Not: Görsel, Bodrum'da Halil Efe ve Hafse'nin anısına yapılan heykelin fotoğrafıdır. Nitekim heykeltraşa eserinin ücreti ödenmeyince, heykele haciz gelmiştir..

"Halil İbrahim" türküsünün hikayesi

batarmur nickli Ekşi Sözlük yazarından aktarıyoruz;

İnternetteki bilgilere göre Musa Eroğlu' nun ağzından Halil İbrahim' in öyküsü şöyleymiş;

Fatsalı Halil İbrahim'in yaşam öyküsü

Çocukluğumuzda, günlerden cuma veya pazartesi olduğunda Fatsa’yı gezmek için büyüklerimizin peşine takılırdık. Yarıtaş, Töngeldibi, Kabaelma, Domuzderesi derken, eski Samsun yoluna inerdik. Oradan baktığımızda artık Fatsa görünürdü. Kilise Kıranı’ndan inenlerle yolumuz burada birleşirdi.

Halil İbrahim’i, öyle bir yolculuk esnasında tanımıştım. Siyah çizgili takım elbisesi, sekiz köşe kasketi, iskarpini, elinde şemsiyesi ile o, devrine göre şık giyinen tipik bir anadolu delikanlısıydı.

Saat, gramofon, löküs, şemsiye ve kilit gibi o zamana mahsus aletlerin tamiri ile ilgilenen ünlü bir çilingirdi. Küçük bir dükkânı vardı. Evinden işine gider, işinden de evine dönerdi. Kendisine ‘çakı gibi delikanlı’ derlerdi. Silahsız gezmezdi. Gizliden tabanca tamiri de yaptığı söylenirdi.

Babası Ahmet Sat’ın, Yalıköy tarafından gelip buraya yerleştiği ve Emiralioğulları’ndan olduğu anlatılırdı.

Halil İbrahim, komşu köyden Orduluoğlu Ahmet’in kızına âşık olur ve onu kaçırır. Orduluoğlu Ahmet pek gururlu, bir eli olmayan ‘çolak’ lakaplı otoriter bir insandır. Kızının Halil İbrahim’e kaçmasını bir türlü hazmedememiştir. 1931 doğumlu Halil İbrahim, 1951 yılında askere gider. Köyünde eşi bir oğlu, bir de kızı vardır. Asker ocağında, vatanî görevini yapan Halil İbrahim’e bir mektup gelir. Mektup çok acıdır;

Mektupta: Komşusu ağanın, Halil İbrahim’in tapusu olmayan arazilerini kendi mülküne katmak için girişimlerde bulunduğu ve kayınpederinin de kızını geri alacağı yazılıdır. Dayanamaz Halil İbrahim, bu mektupla gelen acı ve gelecekteki yaşamını karartacağını bilmediği kara habere…

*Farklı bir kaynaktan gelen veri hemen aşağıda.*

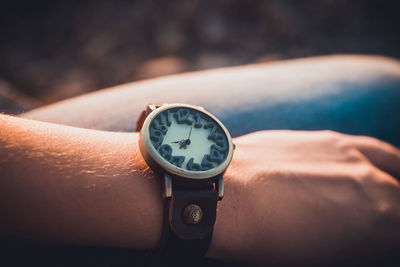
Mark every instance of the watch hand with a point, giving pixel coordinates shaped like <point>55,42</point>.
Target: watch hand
<point>190,132</point>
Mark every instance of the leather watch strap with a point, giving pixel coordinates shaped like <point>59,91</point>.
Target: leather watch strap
<point>183,236</point>
<point>189,215</point>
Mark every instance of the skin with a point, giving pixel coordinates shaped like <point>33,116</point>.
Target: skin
<point>290,196</point>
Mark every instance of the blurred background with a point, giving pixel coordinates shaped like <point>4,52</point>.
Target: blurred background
<point>52,50</point>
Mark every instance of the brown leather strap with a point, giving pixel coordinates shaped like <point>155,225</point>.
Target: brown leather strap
<point>181,239</point>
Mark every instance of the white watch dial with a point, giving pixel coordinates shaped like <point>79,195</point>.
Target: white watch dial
<point>189,139</point>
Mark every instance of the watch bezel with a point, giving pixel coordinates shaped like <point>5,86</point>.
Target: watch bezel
<point>154,159</point>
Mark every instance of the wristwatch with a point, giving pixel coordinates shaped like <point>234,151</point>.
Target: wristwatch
<point>189,149</point>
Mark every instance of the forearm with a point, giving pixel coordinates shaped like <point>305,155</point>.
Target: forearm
<point>70,185</point>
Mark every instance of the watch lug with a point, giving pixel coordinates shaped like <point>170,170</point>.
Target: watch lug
<point>220,187</point>
<point>167,186</point>
<point>150,108</point>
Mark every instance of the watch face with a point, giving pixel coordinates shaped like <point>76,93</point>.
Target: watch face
<point>189,139</point>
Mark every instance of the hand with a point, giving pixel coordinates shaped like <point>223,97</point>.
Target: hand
<point>308,197</point>
<point>184,142</point>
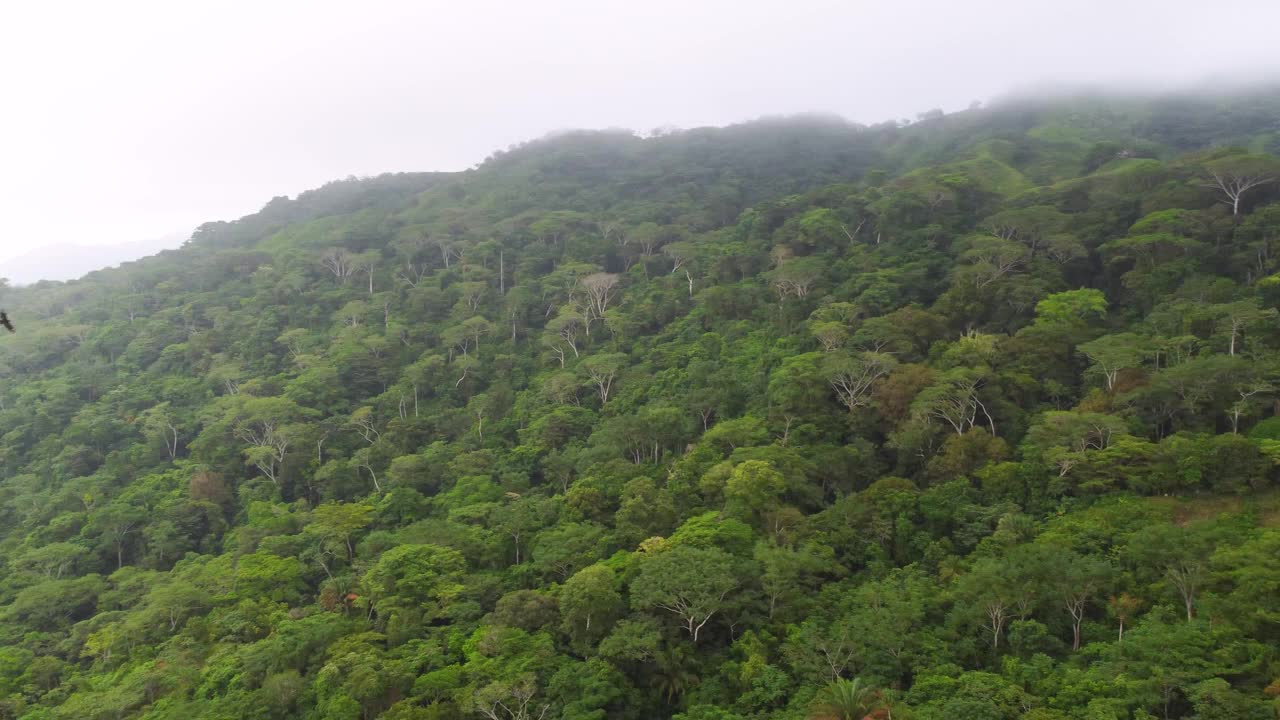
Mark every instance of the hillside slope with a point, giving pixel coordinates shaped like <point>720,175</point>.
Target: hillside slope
<point>968,419</point>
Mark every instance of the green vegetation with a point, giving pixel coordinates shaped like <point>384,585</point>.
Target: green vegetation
<point>969,419</point>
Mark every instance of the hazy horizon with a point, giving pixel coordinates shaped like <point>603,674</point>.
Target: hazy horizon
<point>146,121</point>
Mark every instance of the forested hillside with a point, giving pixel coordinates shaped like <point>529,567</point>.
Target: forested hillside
<point>972,418</point>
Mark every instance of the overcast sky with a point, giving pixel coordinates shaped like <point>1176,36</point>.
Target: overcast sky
<point>126,121</point>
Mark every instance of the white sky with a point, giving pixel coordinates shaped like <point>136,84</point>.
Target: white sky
<point>124,121</point>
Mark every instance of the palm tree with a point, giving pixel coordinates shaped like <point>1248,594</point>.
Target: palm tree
<point>845,700</point>
<point>673,677</point>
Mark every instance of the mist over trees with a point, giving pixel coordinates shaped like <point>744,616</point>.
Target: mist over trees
<point>965,418</point>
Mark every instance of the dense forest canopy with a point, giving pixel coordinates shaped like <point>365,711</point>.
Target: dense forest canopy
<point>969,418</point>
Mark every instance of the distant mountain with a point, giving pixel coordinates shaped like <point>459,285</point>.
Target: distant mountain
<point>65,261</point>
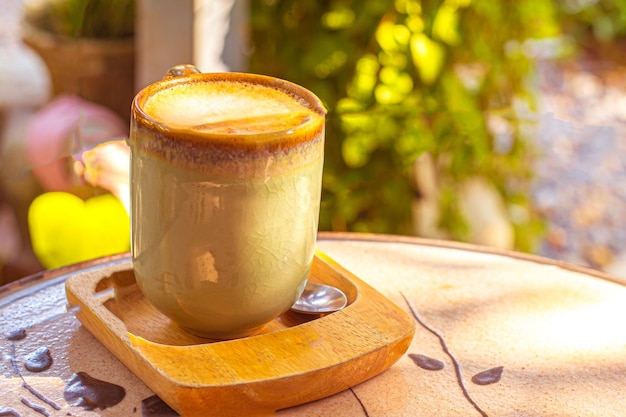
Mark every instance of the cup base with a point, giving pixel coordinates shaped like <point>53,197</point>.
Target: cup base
<point>221,336</point>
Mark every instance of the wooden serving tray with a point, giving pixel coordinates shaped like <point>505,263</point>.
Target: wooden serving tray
<point>293,360</point>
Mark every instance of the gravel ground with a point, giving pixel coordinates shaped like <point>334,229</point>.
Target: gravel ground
<point>580,186</point>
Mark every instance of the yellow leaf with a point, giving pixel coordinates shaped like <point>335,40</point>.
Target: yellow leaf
<point>65,229</point>
<point>428,57</point>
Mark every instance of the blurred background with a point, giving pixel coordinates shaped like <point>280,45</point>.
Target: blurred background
<point>499,123</point>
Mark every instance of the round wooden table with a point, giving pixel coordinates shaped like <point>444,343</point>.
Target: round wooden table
<point>498,334</point>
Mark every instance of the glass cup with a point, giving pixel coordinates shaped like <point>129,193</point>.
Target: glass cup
<point>226,173</point>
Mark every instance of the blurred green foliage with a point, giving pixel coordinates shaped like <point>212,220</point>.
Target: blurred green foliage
<point>405,77</point>
<point>596,20</point>
<point>83,18</point>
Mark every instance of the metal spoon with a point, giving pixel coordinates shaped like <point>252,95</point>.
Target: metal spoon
<point>320,299</point>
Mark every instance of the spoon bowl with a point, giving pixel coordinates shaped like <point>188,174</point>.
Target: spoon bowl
<point>320,299</point>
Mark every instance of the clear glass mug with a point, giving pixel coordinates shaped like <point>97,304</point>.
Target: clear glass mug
<point>226,173</point>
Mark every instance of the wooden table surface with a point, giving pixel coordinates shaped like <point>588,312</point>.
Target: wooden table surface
<point>498,334</point>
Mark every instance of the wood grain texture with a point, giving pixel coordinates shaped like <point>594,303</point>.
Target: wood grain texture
<point>293,360</point>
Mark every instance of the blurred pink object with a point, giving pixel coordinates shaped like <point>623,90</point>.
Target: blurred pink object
<point>67,126</point>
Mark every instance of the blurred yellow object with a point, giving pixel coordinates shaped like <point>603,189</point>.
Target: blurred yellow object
<point>65,229</point>
<point>107,166</point>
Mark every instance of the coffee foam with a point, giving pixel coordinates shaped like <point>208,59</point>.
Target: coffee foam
<point>228,107</point>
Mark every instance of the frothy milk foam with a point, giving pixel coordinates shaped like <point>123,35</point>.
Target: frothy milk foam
<point>226,239</point>
<point>232,107</point>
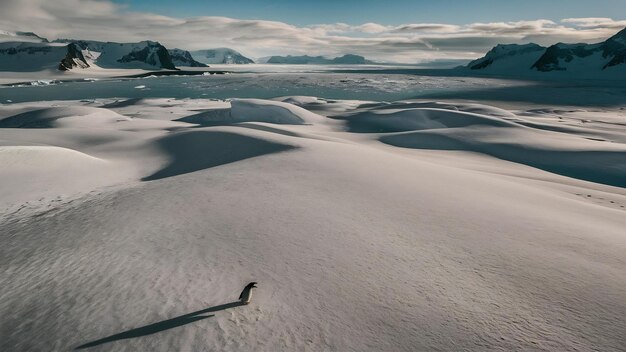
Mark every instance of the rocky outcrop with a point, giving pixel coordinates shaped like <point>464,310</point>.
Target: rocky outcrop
<point>153,54</point>
<point>184,58</point>
<point>73,59</point>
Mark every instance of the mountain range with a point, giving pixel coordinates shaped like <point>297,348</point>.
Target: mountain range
<point>600,59</point>
<point>348,59</point>
<point>221,56</point>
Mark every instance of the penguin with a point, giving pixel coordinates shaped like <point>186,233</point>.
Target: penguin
<point>246,294</point>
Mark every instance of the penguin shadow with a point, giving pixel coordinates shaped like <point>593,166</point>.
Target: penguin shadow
<point>162,325</point>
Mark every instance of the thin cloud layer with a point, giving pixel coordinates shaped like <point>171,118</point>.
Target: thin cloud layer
<point>412,42</point>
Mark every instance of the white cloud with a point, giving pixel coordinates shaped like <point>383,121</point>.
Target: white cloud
<point>105,20</point>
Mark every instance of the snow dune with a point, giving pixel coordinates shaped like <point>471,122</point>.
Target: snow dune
<point>397,226</point>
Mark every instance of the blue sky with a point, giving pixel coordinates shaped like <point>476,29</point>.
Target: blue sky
<point>388,12</point>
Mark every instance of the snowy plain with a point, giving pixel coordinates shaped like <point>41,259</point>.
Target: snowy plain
<point>386,212</point>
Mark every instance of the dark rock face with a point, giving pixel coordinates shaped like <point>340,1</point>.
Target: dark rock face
<point>555,56</point>
<point>153,54</point>
<point>184,58</point>
<point>502,52</point>
<point>615,47</point>
<point>73,58</point>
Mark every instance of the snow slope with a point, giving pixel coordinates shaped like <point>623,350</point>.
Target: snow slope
<point>428,240</point>
<point>602,60</point>
<point>68,55</point>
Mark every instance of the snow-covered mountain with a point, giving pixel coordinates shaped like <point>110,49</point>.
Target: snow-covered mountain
<point>220,56</point>
<point>508,57</point>
<point>348,59</point>
<point>147,55</point>
<point>183,58</point>
<point>605,59</point>
<point>30,56</point>
<point>65,54</point>
<point>564,57</point>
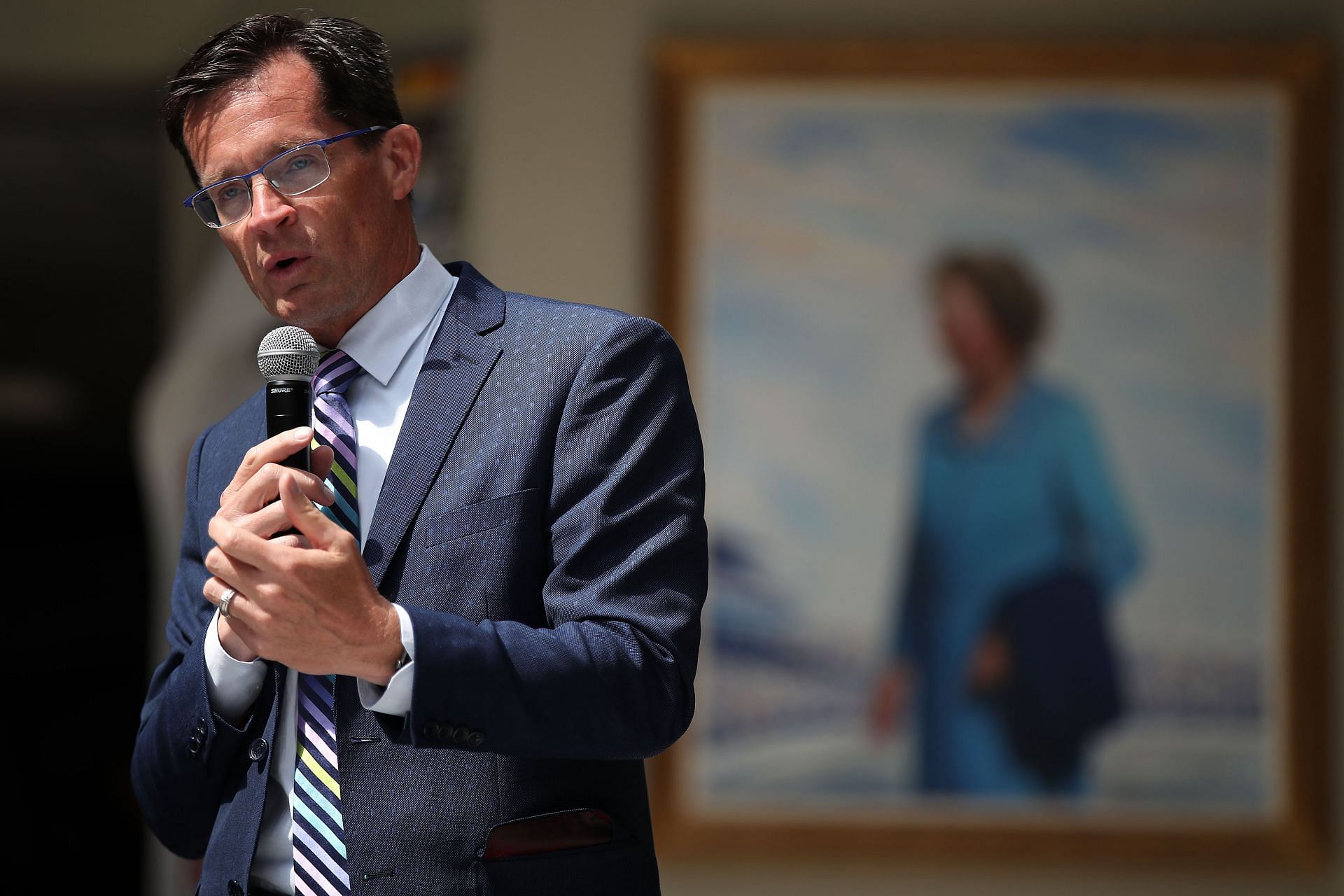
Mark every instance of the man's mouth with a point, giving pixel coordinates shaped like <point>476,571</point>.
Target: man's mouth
<point>286,264</point>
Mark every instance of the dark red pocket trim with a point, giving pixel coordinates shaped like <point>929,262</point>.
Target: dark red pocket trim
<point>549,833</point>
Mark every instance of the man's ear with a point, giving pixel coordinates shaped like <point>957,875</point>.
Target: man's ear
<point>401,149</point>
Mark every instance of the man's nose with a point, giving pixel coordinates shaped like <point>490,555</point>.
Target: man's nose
<point>270,207</point>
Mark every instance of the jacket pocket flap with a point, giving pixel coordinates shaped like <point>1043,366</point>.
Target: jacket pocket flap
<point>489,514</point>
<point>550,833</point>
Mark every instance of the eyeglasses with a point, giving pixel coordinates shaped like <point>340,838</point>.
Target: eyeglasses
<point>292,172</point>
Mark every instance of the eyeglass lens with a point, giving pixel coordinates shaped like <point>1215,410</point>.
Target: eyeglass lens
<point>295,172</point>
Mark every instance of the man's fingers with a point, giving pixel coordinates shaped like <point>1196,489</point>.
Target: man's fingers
<point>264,488</point>
<point>273,450</point>
<point>305,517</point>
<point>320,463</point>
<point>235,543</point>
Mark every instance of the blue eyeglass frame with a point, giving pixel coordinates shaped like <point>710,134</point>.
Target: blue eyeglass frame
<point>327,141</point>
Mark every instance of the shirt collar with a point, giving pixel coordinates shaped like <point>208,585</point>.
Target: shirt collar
<point>381,339</point>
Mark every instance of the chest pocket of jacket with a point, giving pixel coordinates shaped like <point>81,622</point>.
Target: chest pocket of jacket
<point>483,516</point>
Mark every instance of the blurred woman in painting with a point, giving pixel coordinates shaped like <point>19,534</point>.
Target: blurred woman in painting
<point>1012,485</point>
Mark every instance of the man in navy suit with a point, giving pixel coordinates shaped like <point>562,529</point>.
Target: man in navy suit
<point>504,606</point>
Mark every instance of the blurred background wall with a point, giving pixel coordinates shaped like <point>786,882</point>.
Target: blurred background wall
<point>558,139</point>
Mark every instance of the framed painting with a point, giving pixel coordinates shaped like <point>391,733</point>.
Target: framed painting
<point>1014,375</point>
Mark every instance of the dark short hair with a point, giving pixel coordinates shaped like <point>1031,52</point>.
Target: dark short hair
<point>349,58</point>
<point>1007,289</point>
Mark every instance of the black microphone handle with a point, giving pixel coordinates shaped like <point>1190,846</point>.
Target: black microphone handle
<point>289,403</point>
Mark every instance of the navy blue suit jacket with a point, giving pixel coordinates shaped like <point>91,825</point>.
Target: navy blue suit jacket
<point>543,524</point>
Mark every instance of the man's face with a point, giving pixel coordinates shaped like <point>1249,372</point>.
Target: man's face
<point>316,260</point>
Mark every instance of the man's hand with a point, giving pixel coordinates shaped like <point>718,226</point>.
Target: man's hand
<point>890,700</point>
<point>991,664</point>
<point>251,503</point>
<point>308,603</point>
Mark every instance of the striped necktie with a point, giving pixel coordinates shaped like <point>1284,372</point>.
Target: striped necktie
<point>319,828</point>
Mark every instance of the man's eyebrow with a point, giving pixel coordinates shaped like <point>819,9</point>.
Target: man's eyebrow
<point>276,148</point>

Bunun üzerine Halil İbrahim askerden firar eder. Zaten ormanlık olan evinin etrafında saklanmaya ve barınmaya başlar. Ayrıca Terzioğlu Tepesi, Odayanı, Çıtırdüzü derken ara sıra da evine gelir. Fazla direnemez ve yakalanır. O zamanlar asker kaçağı olmak çok adî bir suçtur. Onu kendisi de bilir. ancak yakalandığı zaman jandarmaları çok yormuş olmalı ki; o’nu telefon direğine bağlayıp dövdükleri söylenir.